In a new post to the Engine Yard blog Nils Adermann provides an overview of using Composer with continuous integration, its role in the overall process and some good practices to follow in its use.

Continous Integration (CI) is the practice of continuously (and automatically) testing every change a developer makes. So automated tests become an integral part of the development process providing direct feedback on changes made. [...] Davey Shafik's article on Composer's Lock File explains the typical usage of composer install and update. The key takeaway is that developers should run composer update manually to explicitly update individual dependencies while composer install should be used in automated processes. This principle includes automated test environments.

He points out that using the lock file method reproduces the vendor directory exactly as it is in production and what it means for failures in your automated tests. He also talks about methods to improve the build performance to reduce time spent during the generation of the environment, including the use of the Composer cache data. He includes a few flags you can pass to Composer to reduce not only the libraries it installs but also how it fetches their contents.

In an interesting thread on the /r/php subreddit on Reddit.com, a user noticed that Google is indexing Composer files that are in the document root of PHP applications. These files, like "composer.json" and "composer.lock" can provide detailed information about which packages and libraries are in use in the application (information disclosure).

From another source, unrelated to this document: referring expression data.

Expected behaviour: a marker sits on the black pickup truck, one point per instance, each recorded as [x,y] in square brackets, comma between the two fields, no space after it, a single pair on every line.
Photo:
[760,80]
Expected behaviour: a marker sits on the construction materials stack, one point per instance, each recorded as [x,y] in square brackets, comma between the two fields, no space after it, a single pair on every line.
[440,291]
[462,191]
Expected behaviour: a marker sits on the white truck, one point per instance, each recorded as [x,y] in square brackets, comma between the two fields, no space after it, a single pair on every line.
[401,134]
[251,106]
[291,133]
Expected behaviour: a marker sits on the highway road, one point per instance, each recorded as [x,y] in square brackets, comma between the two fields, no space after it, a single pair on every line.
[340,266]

The problem is that these files are placed in the web root of the application and not in a folder one level up, a recommended practice. The post links to a Google search that shows an example of current sites with the issue.

Another comment in the same post also reminds users not to have things like their ".git" files in the document root either as they can provide valuable information to would be attackers about your application's code. Things can be done to prevent direct access to these files in the web server configuration but it's far better to restructure the application to have them in a parent directory of the actual web root.

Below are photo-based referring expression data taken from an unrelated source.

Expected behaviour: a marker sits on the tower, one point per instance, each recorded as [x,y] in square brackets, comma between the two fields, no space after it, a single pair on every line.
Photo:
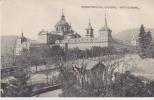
[89,31]
[105,32]
[62,25]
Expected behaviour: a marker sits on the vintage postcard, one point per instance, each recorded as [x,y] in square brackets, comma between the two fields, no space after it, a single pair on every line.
[77,48]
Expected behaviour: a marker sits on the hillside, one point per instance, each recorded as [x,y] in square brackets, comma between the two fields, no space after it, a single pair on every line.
[7,44]
[127,35]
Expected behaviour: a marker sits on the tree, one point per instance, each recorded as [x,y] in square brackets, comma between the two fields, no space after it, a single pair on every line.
[19,86]
[144,41]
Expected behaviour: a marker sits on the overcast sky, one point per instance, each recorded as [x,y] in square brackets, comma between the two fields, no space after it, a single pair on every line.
[31,16]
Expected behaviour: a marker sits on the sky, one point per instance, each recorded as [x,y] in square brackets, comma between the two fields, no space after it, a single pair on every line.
[31,16]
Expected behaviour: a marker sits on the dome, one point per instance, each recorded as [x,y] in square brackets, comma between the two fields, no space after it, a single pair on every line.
[89,26]
[62,23]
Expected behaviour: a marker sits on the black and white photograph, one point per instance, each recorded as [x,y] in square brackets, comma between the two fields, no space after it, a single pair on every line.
[77,48]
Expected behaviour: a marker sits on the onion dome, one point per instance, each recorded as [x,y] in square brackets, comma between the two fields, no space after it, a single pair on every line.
[62,21]
[89,26]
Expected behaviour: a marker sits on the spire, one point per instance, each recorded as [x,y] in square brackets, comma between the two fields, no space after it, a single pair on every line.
[89,23]
[105,20]
[70,23]
[62,17]
[22,34]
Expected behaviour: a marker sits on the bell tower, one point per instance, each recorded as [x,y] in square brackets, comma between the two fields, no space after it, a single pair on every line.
[89,31]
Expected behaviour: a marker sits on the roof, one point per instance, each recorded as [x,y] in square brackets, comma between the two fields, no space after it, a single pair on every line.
[62,22]
[105,28]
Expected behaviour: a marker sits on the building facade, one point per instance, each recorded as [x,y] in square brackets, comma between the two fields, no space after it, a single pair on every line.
[89,40]
[64,36]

In his latest post Phil Sturgeon talks about a point that's been argued on both sides of the Composer users out there - whether or not to commit the "composer.lock" file. Phil talks some about it in his article and suggests that you should commit it for applications but not for components.

If you and your employees are a little vague with your composer.json specifications and you don't have a composer.lock then you can end up on different versions between you. Theoretically, if component developers are using SemVer and you're being careful then you should be fine, but keeping your lock in version control will make sure that the same version is on your dev teams computers. This will happen every time you run $ composer install. If you are on Heroku or EngineYard then this will be used for the deployment of your production components as a built in hook, which is awesome.

He mentions an article from Davey Shafik, this being his reaction to it. He suggests, though, that an absolute of "always commit for components" may be too much and could potentially cause other problems. He points out that since the "composer.lock" handling is local to the directory, you can hit up against version requirement issues between them in your application as a whole. He wonders "how strict is too strict" when defining dependencies and some things to think about (like your users) when making the choice to upgrade the libraries you use.